EC2 instance provisioning with cloud-init
The last thing I wrote about yesterday was making our little web service a bit more secure with SSL, and we are about ready to start deploying an Elixir app to AWS. Before that, though, I wanted to satisfy my curiosity by provisioning the instance using cloud-init
rather than relying on, the somewhat frowned-upon, remote-exec
.
In this example, remote-exec
is basically used to install nginx
using apt-get
via ssh
. Using cloud-config
(part of cloud-init
) we can get the server to do this itself on boot. This example file is pretty useful in figuring things out.
The first thing was to create a yaml file, which I called cloud_config.yaml
and put in the same directory as the Terraform. The contents were
#cloud-config
package_update: true
package_upgrade: true
packages:
- nginx
runcmd:
- service nginx start
The comment #cloud-config
is treated as a directive and is essential.
package-update
runs apt-get update
to make sure the package list is up to date. package_upgrade
runs apt-get upgrade
to make sure everythig is up to date. Next under packages
we make sure that nginx
is installed and the runcmd
starts nginx
.
We add this to our instance resource "aws_instance" "web"
with the attribute
user_data = file("cloud_config.yaml")
There’s also the option to use Terraform templates, but whatevs.
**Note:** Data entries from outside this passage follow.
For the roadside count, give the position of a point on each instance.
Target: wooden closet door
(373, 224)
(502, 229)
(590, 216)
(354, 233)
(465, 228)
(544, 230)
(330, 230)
And that’s it, and we can run terraform apply
. Except it didn’t work when I did that 🙀: browsing to the ELB’s address gave a blank page rather than the Nginx welcome page. Clicking around the console it showed that the ELB considered the instance “Out of service”. It had failed the health checks.
Provisioning remote-exec
means that the Terraform waits for that to complete before setting up the ELB. With cloud-init
the ELB is set up before nginx
is up, so the health check can fail. The default health check configuration is to check every 30 seconds, to consider unhealthy after 2 failed checks and to then need 10 checks to be considered healthy. My mental arithmetic makes that at least 5 minutes until a failed instance will be considered healthy again. I changed the timings with Terraform configuration of resource "aws_elb" "web"
health_check {
healthy_threshold = 2
unhealthy_threshold = 2
timeout = 3
target = "HTTP:80/"
interval = 5
}
I also changed the protocol (with the target
attribute) to http
from tcp
. This is almost certainly less optimal, but it was good for debugging: by ssh’ing on to the box I could then tail -f /var/log/nginx/access.log
to see the heartbeats.
No hearbeats. Instance still out-of-service. No dice.
It turns out that for no reason I can fathom the ELB lost the ability to route to the subnet of the instance, when the instance was configured in this way. There are two solutions (that I found from trial, error, and hints on Stack Overflow) to this:
- Make the ELB and the instance share the same subnet
- Make an explicit local egress rule from the ELB to the VPC in the ELB’s security group.
I settled on the latter. In resource "aws_security_group" "elb"
:
egress {
from_port = 80
to_port = 80
protocol = "tcp"
cidr_blocks = ["10.0.0.0/16"]
}
The Terraform for all of this is now here.